4. As internationalists, we defend Ukraine’s right to self-determination and their right to resist the invasion. People’s movements are an integral part of this resistance, waging a struggle on two fronts: against the occupants and against the Zelensky government. In this unequal fight, we stand together with other progressive forces in the country. We urge all internationalist left to develop political and material solidarity with trade unionists, feminists, and social and democratic activists in Ukraine. Just as the Fourth International has been doing this since the beginning of the aggression within the framework of the “European Network of Solidarity with Ukraine” (ENSU/RESU) and together with the Ukrainian left-wing organisation, Sotsialnyi Rukh.
5. Once again, we underline that we have no illusions about the nature of Ukraine’s regime. Their government is right-wing and neo-liberal, not shying away from mobilising fear to stay in power. It is just as keen to satisfy domestic capitalists as to reassure the Western powers of its ability to adapt to their demands. Its anti-social and anti-democratic policies are counter-productive in terms of defending Ukraine. They oppose the needs of its working classes, provoke their resentment, undermine social trust, and, as a result, the government relies on increasingly authoritarian measures. This makes standing with the Ukrainian wage earners and their organisations all the more important. We cannot abandon them when they desperately need solidarity, especially if our vision of emancipation is that of a struggle from below, where the people rise to fight, independant from the government and the great powers.

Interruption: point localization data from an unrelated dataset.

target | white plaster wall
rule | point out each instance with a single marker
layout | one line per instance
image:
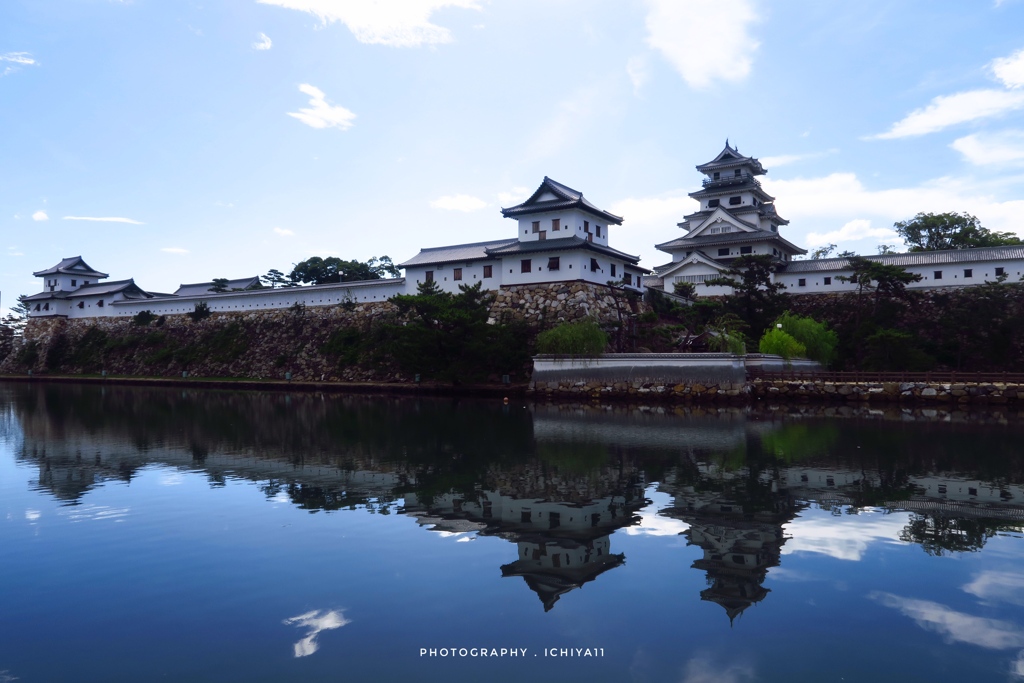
(324, 295)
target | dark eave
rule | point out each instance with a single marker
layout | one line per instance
(566, 198)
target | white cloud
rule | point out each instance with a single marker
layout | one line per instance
(105, 219)
(846, 538)
(843, 197)
(264, 42)
(463, 203)
(639, 72)
(858, 228)
(955, 627)
(315, 622)
(997, 587)
(785, 160)
(320, 114)
(569, 121)
(18, 58)
(1004, 148)
(704, 41)
(392, 23)
(946, 111)
(516, 196)
(1010, 71)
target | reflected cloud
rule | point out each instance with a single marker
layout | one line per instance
(997, 587)
(315, 622)
(702, 670)
(846, 537)
(94, 512)
(955, 627)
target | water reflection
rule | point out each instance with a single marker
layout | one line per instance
(557, 482)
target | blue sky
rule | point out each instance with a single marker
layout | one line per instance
(176, 141)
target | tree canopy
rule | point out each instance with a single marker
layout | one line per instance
(316, 270)
(937, 231)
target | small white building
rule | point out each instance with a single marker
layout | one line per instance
(737, 218)
(561, 237)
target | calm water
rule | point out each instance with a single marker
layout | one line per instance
(150, 535)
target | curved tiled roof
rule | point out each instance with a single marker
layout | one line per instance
(469, 252)
(566, 199)
(914, 258)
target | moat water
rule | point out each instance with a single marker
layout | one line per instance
(203, 536)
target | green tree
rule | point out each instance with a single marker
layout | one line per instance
(779, 343)
(579, 338)
(819, 342)
(756, 298)
(935, 231)
(316, 270)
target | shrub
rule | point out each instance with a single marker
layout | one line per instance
(781, 343)
(819, 341)
(581, 338)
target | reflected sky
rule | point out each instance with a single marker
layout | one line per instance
(691, 545)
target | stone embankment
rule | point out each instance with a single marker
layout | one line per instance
(966, 393)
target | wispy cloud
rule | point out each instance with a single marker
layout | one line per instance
(858, 228)
(706, 42)
(105, 219)
(785, 160)
(1010, 71)
(23, 58)
(320, 114)
(264, 42)
(1005, 148)
(946, 111)
(997, 587)
(955, 627)
(464, 203)
(392, 23)
(314, 623)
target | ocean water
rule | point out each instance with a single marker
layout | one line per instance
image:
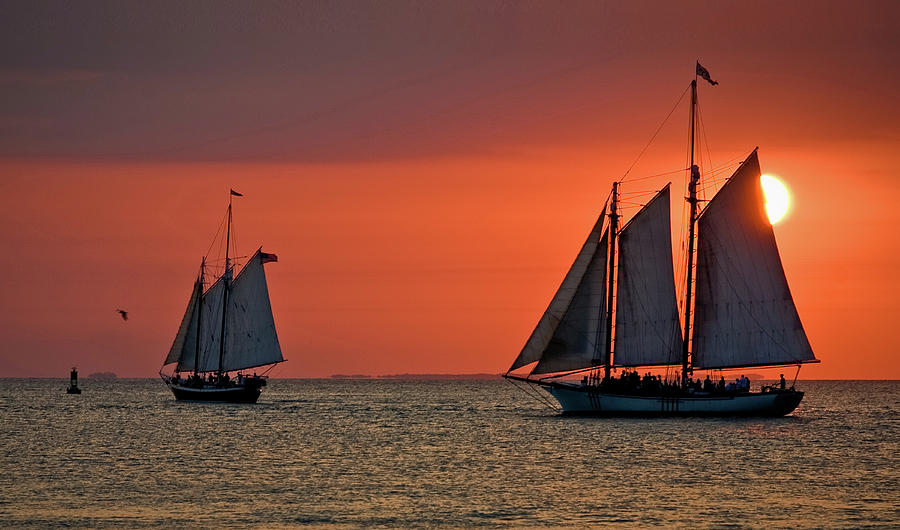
(436, 453)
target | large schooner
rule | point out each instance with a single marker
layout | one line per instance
(227, 329)
(617, 310)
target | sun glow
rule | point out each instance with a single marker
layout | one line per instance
(777, 199)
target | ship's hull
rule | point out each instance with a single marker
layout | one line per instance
(229, 394)
(587, 401)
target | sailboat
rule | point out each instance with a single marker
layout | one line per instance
(617, 310)
(227, 329)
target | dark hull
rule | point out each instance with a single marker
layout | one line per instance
(584, 401)
(234, 394)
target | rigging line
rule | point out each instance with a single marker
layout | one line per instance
(635, 179)
(216, 235)
(705, 138)
(654, 135)
(536, 397)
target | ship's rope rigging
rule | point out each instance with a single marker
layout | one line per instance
(652, 138)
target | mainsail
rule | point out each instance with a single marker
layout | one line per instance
(647, 324)
(744, 313)
(250, 337)
(571, 331)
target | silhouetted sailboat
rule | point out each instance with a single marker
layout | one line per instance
(226, 329)
(617, 309)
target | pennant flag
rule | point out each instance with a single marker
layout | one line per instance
(704, 73)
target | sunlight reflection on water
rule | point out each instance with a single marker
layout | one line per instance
(457, 453)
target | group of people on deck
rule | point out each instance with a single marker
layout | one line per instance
(629, 381)
(212, 379)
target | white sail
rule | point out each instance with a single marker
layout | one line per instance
(567, 337)
(648, 330)
(210, 330)
(744, 313)
(250, 337)
(187, 331)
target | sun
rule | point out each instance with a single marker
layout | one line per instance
(777, 199)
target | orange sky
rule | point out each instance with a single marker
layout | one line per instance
(426, 174)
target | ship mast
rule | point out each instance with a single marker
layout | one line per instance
(692, 199)
(199, 315)
(226, 287)
(613, 226)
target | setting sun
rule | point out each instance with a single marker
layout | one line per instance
(777, 199)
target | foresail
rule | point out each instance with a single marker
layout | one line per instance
(744, 313)
(251, 339)
(566, 336)
(648, 330)
(186, 338)
(210, 332)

How to Handle Dilemmas – Chris Zeller responds to Hanna Perekhoda – European States must guarantee Ukraine can defend itself – but the call for general re-armament is wrong
This is an important discussion because a Trump-Putin alliance threatens Ukraine.

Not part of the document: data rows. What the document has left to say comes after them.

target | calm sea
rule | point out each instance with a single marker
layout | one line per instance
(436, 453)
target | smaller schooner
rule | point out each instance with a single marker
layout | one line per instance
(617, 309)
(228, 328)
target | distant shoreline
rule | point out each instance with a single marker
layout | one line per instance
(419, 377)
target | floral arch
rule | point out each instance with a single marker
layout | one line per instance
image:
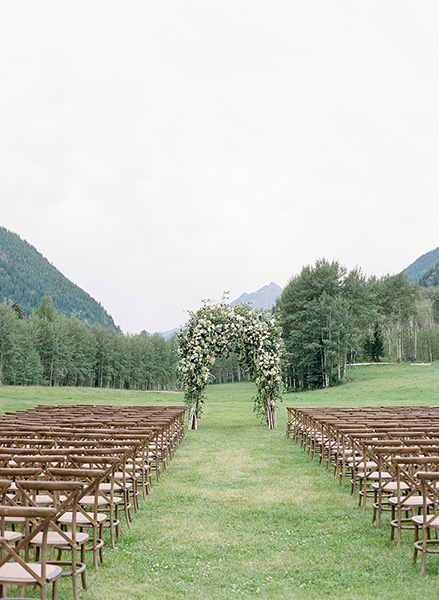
(217, 330)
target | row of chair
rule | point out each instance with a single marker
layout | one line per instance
(389, 454)
(66, 474)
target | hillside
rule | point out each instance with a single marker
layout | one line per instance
(421, 265)
(26, 277)
(264, 298)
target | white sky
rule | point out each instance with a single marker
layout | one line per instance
(159, 153)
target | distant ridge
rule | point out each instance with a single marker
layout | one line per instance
(26, 277)
(421, 265)
(264, 298)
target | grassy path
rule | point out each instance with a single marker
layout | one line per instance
(244, 513)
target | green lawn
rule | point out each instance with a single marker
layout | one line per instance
(243, 512)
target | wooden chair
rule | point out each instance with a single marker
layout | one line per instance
(63, 497)
(15, 570)
(429, 520)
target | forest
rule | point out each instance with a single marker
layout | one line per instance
(330, 318)
(47, 348)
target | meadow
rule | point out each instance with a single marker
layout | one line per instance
(243, 512)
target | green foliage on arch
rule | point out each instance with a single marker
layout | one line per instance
(218, 329)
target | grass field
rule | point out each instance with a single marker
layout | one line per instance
(243, 512)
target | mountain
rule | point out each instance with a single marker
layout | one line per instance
(263, 298)
(26, 277)
(421, 265)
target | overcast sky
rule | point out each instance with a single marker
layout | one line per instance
(159, 153)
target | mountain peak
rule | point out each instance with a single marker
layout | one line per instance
(264, 298)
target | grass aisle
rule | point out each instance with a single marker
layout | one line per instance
(242, 512)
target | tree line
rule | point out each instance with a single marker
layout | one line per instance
(332, 317)
(48, 348)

What are the implications in Ireland?
A very simple policy should be supported by the left in Ireland :
We do not have a policy of “Neutrality” in the conflict between Israel and Palestine – we are for Palestine. We must not have a policy of “Neutrality” in the conflict between Russia and Ukraine – we must be for Ukraine. Trump-Putin are promoting genocide in Palestine and Ukraine.

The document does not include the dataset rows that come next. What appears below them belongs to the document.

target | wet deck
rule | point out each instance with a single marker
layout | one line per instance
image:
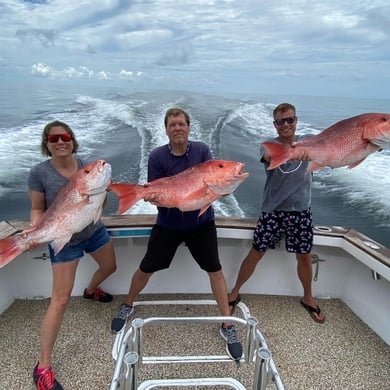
(343, 353)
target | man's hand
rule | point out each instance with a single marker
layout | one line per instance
(32, 244)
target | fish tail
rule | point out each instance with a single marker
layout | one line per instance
(128, 195)
(9, 249)
(279, 153)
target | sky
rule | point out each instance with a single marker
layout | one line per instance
(302, 47)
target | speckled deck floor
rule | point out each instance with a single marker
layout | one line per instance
(343, 353)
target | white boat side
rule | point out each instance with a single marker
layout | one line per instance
(348, 266)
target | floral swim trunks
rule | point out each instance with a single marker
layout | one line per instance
(295, 226)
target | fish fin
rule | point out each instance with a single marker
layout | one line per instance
(98, 214)
(356, 163)
(279, 153)
(128, 195)
(58, 244)
(9, 249)
(314, 166)
(204, 209)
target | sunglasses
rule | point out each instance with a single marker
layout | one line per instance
(289, 120)
(53, 138)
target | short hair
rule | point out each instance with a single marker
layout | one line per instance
(44, 149)
(283, 107)
(176, 112)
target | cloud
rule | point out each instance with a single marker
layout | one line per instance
(45, 38)
(82, 72)
(255, 45)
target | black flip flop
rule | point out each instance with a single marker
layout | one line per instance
(311, 310)
(234, 303)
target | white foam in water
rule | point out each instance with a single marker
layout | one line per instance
(96, 119)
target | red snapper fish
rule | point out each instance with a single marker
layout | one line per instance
(346, 143)
(76, 205)
(192, 189)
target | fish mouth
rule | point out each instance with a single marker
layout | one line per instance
(238, 172)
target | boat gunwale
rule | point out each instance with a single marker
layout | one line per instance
(374, 249)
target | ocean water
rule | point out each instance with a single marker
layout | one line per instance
(123, 126)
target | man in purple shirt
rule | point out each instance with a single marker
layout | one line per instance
(174, 227)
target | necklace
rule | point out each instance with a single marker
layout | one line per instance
(293, 170)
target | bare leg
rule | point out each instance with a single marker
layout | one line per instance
(63, 280)
(138, 282)
(305, 274)
(105, 257)
(247, 268)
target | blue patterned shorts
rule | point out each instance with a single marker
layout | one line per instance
(295, 226)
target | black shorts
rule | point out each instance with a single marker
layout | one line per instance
(163, 243)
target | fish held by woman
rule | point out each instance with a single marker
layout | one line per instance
(193, 189)
(77, 204)
(346, 143)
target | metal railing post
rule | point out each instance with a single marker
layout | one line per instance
(131, 360)
(251, 339)
(262, 369)
(136, 341)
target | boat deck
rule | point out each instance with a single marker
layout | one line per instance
(343, 353)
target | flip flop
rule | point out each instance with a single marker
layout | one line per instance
(234, 303)
(311, 310)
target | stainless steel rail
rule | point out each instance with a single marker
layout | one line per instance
(128, 352)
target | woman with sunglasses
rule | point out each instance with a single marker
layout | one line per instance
(285, 212)
(44, 181)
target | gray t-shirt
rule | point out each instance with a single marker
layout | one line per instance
(287, 187)
(43, 177)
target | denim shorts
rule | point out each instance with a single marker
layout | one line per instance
(295, 226)
(74, 252)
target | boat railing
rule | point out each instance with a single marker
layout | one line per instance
(128, 353)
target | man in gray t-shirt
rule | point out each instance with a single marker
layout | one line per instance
(285, 212)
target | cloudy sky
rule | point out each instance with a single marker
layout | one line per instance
(331, 48)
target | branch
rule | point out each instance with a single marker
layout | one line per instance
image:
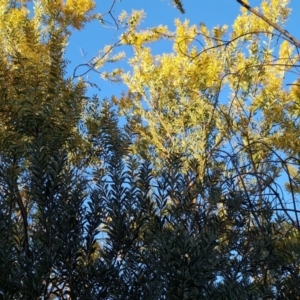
(274, 25)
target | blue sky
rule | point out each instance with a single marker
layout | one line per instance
(211, 12)
(85, 44)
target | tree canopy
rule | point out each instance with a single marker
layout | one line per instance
(184, 187)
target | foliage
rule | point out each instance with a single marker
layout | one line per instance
(183, 201)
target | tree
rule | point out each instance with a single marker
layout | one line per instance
(183, 201)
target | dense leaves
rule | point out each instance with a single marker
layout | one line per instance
(185, 200)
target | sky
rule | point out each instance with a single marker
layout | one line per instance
(85, 44)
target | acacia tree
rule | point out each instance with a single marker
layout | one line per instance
(182, 202)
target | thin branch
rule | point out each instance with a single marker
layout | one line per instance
(271, 23)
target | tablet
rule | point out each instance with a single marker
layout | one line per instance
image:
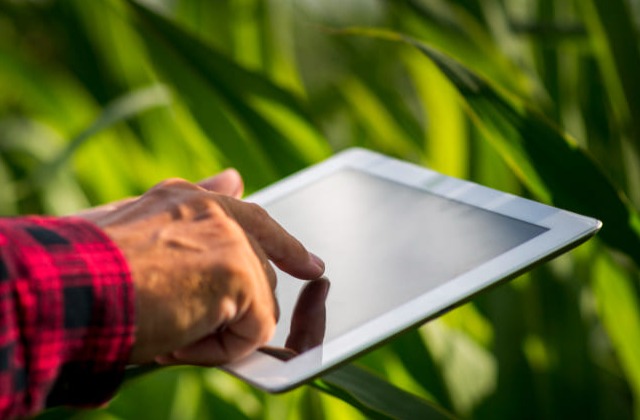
(402, 244)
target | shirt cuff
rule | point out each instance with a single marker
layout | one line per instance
(76, 306)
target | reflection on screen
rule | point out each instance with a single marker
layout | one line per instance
(383, 244)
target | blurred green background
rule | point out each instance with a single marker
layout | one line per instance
(541, 98)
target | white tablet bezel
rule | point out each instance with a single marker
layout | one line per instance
(565, 230)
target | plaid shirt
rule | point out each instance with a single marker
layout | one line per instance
(66, 314)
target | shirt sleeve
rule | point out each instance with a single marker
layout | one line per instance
(66, 314)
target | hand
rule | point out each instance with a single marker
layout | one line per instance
(201, 271)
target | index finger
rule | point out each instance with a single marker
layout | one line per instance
(281, 247)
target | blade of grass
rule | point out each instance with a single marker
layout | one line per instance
(618, 307)
(121, 109)
(549, 162)
(375, 397)
(273, 121)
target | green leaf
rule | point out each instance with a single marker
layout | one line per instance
(375, 397)
(612, 24)
(618, 308)
(550, 163)
(258, 125)
(121, 109)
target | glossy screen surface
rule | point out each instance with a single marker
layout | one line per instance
(384, 244)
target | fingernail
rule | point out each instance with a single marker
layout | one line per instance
(317, 261)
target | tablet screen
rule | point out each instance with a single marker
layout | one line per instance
(384, 244)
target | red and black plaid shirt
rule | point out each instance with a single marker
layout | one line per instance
(66, 314)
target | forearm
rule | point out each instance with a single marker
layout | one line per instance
(66, 314)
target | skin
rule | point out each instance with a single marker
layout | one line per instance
(201, 265)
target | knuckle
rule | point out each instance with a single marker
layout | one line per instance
(173, 182)
(258, 211)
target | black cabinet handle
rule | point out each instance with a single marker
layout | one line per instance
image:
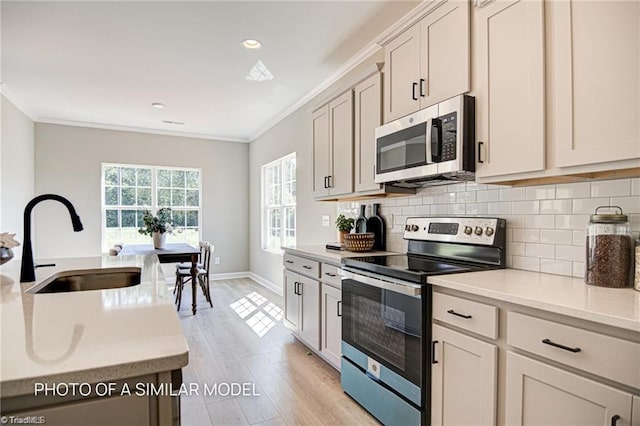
(558, 345)
(452, 312)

Concretely, the Irish state helps Ukraine to clear mines planted by the Russian genocidal invaders.
The Irish left must support this measure.
Moving things forward :
Expand mine clearing and related non lethal military support.
That has to be the policy of the Irish left – no ifs and buts.
Alongside that, we must oppose any Irish state attempt to to join imperialist military alliances such as NATO – a firm policy of Non-Alignment is required.
John Meehan March 22 2025
Chris Zeller’s note, published on facebook, is addressed to Hanna Perekhoda, whose article is included in this blog post :
How to Finance European Defence and how not to – and how the Irish Left can assist Ukraine by all means necessary (TÓF)




How to handle dilemmas?
I understand your arguments. I share your argument that we need a perspective of solidarity for the whole continent of Europe. This perspective includes massive support for the Ukrainian resistance. However, the fact that the countries of Europe and the USA have so far given too little support to Ukraine is not due to military inferiority vis-à-vis Russia but has political and economic reasons. At least some important sectors of capital have always focused on resuming “reasonable economic relations” with Russia.